Links im Sinnraum
Haben Sie das Recht zum Rat? (Daily Dueck 45)
„Warum lüftest du nicht am Morgen? Wie oft habe ich es gesagt! Hallo? Hörst du mich? Bin ich Luft? Du ignorierst mich, ja? Ich mache das Fenster auf. Du machst es gleich wieder zu, wenn ich rausgehe, oder? Darf ich dir noch einen Rat geben, welche Socken du anziehen solltest? Warum schaust du immer so leidend? Früher warst du wenigstens aufbrausend. Du wirst schlapp.“
Besonders Menschen mit Exekutionssucht werfen guten Rat und Empfehlungen wie Konfetti um sich herum, und die Menschen haben diese wie Regen zu ertragen. Zum Glück für sie selbst werden sie oft Chefs, Lehrer, Väter oder so ähnlich und können dasselbe nun als mehr verbindliche Anordnung ausstoßen.
Für mein Gefühl habe ich zu viele Ratschläge als Kind bekommen und mich irgendwie aus der Angelegenheit zurückgezogen – ich habe versucht, autark zu werden. Und noch als Erwachsener hörte sich das „zu Hause“ so an: „Du siehst gut im Anzug aus, aber er ist etwas zu hell. Dunkel macht feiner, das muss ich dir einmal sagen. Ich will es nur gesagt haben, Kind. Ich weiß, du nimmst keine Ratschläge von mir an, was ich nicht verstehen kann, denn meine Ratschläge sind nur lieb gemeint. Du nimmst doch auch Ratschläge von deiner Frau an, die ist wohl ausschlaggebend, ja? Was hat das mit der Sache an sich zu tun, wer den Rat gibt?
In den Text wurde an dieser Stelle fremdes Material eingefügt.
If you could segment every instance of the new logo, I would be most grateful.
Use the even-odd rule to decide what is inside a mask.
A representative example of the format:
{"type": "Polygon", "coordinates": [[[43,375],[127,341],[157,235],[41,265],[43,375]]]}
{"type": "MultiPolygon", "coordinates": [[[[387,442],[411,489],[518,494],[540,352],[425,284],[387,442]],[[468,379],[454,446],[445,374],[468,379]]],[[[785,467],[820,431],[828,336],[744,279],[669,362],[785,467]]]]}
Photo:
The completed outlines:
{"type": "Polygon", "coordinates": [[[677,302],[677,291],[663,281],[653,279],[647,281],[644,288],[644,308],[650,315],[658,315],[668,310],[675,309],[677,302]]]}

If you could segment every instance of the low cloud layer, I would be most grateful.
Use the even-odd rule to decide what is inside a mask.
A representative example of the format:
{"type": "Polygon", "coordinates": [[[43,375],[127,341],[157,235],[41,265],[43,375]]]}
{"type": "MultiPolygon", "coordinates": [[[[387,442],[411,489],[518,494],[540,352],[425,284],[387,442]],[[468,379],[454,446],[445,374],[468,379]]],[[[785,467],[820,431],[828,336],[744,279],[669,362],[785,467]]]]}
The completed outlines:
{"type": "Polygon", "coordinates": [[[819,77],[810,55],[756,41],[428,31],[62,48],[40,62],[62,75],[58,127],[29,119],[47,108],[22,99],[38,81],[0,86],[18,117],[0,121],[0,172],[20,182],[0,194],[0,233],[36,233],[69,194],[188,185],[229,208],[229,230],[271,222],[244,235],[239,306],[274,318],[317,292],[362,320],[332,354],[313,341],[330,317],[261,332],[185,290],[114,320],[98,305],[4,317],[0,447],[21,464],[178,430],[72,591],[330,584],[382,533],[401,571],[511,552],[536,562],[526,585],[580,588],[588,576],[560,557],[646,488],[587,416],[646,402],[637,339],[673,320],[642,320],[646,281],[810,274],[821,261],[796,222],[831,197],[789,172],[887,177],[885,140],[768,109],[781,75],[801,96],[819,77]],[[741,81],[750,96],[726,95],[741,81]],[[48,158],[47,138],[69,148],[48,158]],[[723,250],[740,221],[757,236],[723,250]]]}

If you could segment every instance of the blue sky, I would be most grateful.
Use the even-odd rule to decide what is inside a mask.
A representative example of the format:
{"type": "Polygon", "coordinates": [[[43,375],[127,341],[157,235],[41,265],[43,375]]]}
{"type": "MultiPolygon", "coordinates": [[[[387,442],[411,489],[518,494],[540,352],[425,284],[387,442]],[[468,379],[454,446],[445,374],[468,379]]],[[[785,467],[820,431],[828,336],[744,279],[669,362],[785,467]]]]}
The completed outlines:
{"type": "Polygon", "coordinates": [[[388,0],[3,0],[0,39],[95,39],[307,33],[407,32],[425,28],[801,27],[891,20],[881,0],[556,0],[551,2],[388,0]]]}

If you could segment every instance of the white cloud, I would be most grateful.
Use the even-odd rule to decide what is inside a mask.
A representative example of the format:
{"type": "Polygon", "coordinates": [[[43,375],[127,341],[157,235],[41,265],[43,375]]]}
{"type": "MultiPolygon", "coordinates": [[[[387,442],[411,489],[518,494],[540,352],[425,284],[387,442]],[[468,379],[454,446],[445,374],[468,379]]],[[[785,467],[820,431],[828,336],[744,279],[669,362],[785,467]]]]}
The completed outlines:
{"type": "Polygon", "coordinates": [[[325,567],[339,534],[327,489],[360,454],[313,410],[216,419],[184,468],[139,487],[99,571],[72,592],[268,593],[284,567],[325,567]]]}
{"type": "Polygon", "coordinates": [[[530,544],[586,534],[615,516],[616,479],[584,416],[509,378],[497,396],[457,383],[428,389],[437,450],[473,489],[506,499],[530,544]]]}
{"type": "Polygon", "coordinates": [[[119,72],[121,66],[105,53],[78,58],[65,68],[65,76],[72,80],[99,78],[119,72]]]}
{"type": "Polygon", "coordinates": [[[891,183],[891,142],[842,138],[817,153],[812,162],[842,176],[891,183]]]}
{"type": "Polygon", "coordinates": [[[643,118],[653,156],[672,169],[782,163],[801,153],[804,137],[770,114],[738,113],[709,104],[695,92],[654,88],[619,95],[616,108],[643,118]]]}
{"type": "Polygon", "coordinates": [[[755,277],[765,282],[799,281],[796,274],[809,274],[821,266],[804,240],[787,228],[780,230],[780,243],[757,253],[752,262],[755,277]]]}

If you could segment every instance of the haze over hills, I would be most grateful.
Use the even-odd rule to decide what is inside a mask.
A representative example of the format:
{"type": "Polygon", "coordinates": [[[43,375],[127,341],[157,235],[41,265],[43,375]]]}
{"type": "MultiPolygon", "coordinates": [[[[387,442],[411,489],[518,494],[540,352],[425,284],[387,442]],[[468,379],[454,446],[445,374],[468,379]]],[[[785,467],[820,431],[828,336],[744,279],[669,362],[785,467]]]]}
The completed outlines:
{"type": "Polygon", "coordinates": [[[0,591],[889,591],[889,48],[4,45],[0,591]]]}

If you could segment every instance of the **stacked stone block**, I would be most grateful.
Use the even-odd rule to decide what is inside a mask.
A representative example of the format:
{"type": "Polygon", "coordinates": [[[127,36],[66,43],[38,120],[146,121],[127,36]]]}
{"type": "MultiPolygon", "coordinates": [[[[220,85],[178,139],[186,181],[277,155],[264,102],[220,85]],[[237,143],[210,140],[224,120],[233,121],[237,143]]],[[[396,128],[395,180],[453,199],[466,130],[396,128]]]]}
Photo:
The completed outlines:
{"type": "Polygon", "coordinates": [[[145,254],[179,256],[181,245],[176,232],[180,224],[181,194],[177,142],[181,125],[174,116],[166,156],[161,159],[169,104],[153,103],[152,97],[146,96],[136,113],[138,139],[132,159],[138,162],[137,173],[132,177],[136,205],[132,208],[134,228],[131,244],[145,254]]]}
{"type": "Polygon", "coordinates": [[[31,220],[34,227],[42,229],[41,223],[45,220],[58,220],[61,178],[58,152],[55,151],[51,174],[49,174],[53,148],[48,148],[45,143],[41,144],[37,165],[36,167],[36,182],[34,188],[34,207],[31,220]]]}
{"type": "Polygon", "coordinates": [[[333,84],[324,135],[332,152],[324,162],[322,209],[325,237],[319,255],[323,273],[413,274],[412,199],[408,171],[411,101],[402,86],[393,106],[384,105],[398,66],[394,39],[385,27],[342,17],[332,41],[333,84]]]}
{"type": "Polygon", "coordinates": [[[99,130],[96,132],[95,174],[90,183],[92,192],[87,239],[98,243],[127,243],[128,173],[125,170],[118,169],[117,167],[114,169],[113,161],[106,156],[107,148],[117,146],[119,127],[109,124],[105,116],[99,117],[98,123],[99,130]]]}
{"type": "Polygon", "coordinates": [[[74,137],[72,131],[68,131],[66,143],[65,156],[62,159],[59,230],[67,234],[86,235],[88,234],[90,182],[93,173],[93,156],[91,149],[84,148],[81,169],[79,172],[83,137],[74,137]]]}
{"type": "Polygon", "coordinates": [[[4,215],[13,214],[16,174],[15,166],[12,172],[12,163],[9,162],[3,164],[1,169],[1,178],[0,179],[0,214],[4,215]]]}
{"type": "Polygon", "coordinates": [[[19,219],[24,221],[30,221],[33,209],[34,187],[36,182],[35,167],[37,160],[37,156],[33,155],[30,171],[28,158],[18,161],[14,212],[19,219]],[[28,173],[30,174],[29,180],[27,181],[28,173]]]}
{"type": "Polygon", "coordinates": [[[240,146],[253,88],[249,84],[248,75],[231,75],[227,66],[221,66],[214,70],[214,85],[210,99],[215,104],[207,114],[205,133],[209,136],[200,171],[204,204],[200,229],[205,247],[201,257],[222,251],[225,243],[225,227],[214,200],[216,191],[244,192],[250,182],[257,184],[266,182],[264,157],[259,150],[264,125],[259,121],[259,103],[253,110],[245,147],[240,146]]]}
Du hast wohl Angst, dass deine Frau was anderes sagt, wenn du auf mich hörst und dunkler gehst? Ist es das, ja? Ich will doch nur, dass ich dich schick finden kann.“
Kennen Sie solche Kommunikationskatastrophen? Schweigen.
Im Autohaus: „Warum wollen Sie unbedingt die kleine Version? Bei Ihrer Stellung. Schauen Sie hier die Luxuslimousine in Goldlack mit Internet in den Rücksitzen. Plappplappplapppapperlapapp….“
Im Unternehmen: „Sagen Sie einmal, können wir einmal darüber reden, ob Sie die Programmierfehler nicht schneller finden können? Wenn Sie zum Beispiel schneller programmieren, steigt der Gewinn. Ich habe Sie beobachtet. Sie tippen beim Programmieren nicht schnell. Ich habe es mit der Sekretärin verglichen, ein enormer Unterschied. Deshalb habe ich Sie zu einem traditionellen Schreibmaschinenlehrgang angemeldet, der sonst ziemlich leer ist. Sie können ihn leicht an 20 Feierabenden ableisten und wir haben keinen Verlust beim Kurs. Ich tue da dem Ausbildungskollegen einen Gefallen, der die Plätze auslasten muss.“
Sie alle überfallen uns mit gut gemeinten Ratschlägen. Sind diese Ratschläge gut? Ich versuche einmal, Ihnen die verschiedenen Aspekte guten Rates aufzuzeigen. Danach schlage ich eine „Berech-nungsformel“ vor, an der Sie ein bisschen üben können, ohne dass die Formel jetzt ganz genau stimmen müsste. Es ist ein Gedankenexperiment! Was bestimmt also die „Güte“ oder die „Qualität“ eines Rates? Es hängt davon ab, wer ihn gibt und warum, was er damit will – und ob ich überhaupt Rat in dieser Sache mag. Etwas mehr in Listenform:
• Erwägenswert – „worth considering“: Ist der Rat in der Sache gut?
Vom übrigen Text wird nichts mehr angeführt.